The trick with adaptive shading – and why it’s a feature rather than an immediate and transparent means of improving performance – is that it’s making a very direct quality/speed tradeoff with pixel shaders; the reduced shading rate can reduce the overall image quality by reducing clarity and creating aliasing artifacts. So developers are still in their infancy playing with the technology to figure out where they can use it without noticeably hurting image quality. In practice I expect we’re going to see it more widely deployed in VR games at first, as the tech is much easier to use there (reduce the rate anywhere the user isn’t looking), as opposed to traditional games.

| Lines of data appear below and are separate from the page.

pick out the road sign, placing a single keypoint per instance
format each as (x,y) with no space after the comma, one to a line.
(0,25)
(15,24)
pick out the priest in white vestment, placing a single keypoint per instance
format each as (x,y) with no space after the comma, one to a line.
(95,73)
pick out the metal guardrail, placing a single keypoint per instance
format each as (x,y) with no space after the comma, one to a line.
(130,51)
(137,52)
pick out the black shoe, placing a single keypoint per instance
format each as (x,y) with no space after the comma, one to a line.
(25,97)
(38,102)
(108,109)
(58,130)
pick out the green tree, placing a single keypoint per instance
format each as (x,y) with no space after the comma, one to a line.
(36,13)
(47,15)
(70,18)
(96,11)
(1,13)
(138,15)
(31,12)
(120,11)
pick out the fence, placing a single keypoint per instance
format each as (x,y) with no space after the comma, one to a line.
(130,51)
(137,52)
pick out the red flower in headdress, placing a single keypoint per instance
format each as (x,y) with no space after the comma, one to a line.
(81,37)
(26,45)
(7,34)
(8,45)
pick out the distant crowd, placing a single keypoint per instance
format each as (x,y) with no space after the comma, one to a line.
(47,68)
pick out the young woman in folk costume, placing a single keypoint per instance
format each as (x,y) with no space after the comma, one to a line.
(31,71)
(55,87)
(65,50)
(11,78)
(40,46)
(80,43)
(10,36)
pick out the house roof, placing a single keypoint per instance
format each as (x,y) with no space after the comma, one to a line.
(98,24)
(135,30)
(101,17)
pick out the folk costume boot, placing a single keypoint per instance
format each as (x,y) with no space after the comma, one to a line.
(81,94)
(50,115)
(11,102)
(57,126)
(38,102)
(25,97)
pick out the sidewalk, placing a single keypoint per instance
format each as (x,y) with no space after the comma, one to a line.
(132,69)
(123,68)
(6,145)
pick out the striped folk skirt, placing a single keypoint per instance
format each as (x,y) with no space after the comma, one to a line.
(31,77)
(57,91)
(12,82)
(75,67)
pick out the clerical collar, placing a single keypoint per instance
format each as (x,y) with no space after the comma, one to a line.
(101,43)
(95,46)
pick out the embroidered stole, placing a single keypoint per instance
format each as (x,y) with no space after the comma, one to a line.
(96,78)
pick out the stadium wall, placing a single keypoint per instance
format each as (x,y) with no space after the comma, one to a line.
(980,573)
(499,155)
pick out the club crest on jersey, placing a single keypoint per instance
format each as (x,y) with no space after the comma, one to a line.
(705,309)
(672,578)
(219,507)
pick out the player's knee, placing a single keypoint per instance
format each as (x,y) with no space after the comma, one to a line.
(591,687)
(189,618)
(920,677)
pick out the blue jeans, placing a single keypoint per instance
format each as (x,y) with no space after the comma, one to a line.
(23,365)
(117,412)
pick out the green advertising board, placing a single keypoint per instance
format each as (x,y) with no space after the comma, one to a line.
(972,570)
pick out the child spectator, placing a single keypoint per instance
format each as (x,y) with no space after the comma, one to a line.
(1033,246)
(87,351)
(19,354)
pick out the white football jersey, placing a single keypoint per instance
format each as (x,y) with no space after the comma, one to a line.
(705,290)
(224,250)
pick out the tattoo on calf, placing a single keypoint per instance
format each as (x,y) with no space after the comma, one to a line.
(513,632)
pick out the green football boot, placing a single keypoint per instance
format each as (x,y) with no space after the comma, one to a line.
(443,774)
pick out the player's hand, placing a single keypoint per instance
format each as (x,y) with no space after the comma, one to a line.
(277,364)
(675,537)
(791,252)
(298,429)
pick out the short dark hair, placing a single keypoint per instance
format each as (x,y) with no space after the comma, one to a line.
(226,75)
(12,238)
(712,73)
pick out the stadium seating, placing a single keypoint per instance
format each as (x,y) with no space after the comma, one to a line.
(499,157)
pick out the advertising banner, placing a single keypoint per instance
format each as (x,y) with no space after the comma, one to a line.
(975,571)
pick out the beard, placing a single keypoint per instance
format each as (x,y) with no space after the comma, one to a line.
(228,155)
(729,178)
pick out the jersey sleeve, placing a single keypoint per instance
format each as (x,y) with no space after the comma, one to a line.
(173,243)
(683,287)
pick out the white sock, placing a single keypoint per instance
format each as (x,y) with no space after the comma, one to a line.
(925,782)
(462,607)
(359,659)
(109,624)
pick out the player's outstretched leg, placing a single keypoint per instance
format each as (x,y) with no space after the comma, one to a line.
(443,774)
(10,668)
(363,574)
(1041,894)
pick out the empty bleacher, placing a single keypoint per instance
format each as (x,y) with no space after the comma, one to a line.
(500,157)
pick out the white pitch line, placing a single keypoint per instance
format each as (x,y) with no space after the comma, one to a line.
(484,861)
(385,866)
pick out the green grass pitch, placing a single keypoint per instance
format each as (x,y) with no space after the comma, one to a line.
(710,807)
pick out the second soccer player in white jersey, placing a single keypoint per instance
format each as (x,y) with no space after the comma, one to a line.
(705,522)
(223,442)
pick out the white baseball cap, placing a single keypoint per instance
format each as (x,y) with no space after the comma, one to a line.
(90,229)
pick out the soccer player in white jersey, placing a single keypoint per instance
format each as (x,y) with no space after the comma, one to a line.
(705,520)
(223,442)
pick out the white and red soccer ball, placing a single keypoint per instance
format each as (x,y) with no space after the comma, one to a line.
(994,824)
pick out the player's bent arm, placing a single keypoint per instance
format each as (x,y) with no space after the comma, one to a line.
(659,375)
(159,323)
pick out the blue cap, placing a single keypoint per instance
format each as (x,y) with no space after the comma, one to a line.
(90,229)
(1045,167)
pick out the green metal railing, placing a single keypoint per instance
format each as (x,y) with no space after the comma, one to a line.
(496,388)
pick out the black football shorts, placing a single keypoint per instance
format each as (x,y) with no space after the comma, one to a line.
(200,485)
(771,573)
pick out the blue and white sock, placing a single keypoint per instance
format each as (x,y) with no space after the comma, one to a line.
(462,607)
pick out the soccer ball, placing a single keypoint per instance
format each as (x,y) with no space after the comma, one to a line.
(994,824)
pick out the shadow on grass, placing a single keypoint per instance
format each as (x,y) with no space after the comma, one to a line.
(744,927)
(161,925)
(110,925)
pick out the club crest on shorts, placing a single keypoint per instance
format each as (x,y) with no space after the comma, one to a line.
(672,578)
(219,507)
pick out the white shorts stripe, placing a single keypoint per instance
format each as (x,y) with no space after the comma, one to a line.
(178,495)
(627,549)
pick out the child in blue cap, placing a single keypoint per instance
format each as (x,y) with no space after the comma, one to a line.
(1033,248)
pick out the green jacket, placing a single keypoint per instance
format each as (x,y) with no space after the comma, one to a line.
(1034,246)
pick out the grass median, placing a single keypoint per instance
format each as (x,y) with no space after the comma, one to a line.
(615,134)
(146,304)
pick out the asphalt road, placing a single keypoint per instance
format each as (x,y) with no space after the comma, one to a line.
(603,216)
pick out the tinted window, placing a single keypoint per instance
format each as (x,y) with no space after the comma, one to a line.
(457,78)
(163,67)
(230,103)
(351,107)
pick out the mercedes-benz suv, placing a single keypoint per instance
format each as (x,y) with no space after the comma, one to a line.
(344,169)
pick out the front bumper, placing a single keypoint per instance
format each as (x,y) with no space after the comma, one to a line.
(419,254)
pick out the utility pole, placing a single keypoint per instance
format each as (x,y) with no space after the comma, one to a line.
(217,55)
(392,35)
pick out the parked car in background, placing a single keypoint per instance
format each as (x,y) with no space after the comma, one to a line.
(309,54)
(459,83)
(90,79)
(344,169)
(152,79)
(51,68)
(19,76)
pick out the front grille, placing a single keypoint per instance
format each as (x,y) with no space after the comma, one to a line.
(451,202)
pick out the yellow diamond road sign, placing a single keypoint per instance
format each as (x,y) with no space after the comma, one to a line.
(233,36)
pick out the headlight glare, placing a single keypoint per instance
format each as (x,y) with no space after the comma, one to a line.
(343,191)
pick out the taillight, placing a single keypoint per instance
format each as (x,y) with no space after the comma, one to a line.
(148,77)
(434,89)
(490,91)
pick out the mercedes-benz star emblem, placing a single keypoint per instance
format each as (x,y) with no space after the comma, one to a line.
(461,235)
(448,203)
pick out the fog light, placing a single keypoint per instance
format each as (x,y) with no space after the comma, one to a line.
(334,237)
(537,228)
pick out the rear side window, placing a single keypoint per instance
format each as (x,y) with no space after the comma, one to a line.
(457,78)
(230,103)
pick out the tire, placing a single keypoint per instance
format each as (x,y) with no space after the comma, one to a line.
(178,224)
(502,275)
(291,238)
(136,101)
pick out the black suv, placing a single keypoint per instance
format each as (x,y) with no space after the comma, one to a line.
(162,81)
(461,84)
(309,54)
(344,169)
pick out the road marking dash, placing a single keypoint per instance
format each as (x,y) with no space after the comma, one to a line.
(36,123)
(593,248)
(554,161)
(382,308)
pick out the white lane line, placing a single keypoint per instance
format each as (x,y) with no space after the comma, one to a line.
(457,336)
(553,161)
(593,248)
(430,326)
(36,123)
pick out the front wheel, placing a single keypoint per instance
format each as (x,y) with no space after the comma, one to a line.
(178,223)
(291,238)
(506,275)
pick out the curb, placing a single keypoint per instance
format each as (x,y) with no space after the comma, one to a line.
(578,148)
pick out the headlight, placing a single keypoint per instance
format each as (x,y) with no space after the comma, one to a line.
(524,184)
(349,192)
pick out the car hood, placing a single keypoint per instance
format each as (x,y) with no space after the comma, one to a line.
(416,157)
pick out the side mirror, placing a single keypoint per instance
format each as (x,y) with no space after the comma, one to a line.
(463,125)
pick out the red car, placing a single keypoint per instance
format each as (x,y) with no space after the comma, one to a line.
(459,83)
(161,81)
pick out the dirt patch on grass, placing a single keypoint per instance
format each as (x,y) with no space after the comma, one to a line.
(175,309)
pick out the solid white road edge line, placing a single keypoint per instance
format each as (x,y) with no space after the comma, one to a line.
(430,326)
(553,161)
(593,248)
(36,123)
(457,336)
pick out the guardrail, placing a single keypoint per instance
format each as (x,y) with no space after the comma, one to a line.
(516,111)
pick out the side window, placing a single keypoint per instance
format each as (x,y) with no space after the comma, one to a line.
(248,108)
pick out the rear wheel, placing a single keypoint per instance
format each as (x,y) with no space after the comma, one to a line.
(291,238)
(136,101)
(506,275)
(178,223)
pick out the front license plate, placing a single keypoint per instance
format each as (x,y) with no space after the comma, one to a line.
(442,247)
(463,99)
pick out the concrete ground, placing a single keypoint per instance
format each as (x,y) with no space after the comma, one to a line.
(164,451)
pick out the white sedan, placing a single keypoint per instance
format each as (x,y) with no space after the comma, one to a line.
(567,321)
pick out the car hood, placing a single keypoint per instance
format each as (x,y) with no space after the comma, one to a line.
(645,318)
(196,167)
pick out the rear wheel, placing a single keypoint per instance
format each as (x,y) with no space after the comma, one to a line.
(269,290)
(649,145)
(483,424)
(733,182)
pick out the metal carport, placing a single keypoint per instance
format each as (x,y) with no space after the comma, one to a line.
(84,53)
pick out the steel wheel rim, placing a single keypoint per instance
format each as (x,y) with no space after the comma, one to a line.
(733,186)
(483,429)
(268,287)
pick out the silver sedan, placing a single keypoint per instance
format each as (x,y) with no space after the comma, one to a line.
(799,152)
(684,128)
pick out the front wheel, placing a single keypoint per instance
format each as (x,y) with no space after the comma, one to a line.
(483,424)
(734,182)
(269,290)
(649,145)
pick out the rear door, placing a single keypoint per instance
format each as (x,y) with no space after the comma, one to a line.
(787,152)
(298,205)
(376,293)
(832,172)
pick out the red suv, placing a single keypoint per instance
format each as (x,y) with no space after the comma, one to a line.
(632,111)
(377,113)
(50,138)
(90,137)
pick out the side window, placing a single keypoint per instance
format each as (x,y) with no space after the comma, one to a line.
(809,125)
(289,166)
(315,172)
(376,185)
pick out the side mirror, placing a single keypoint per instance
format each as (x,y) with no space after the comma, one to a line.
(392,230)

The end result of all of this is that while Turing Minor has some very important feature differences from Turing Major, at the end of the day it’s still Turing. NVIDIA for their part is going to have to grapple with the fact that not all of their current-generation cards feature RTX functionality, but that’s going to be marketing’s problem. As for consumers, unless you’re specifically seeking out NVIDIA’s ray tracing and tensor core functionality, GTX 1660 Ti is just another Turing.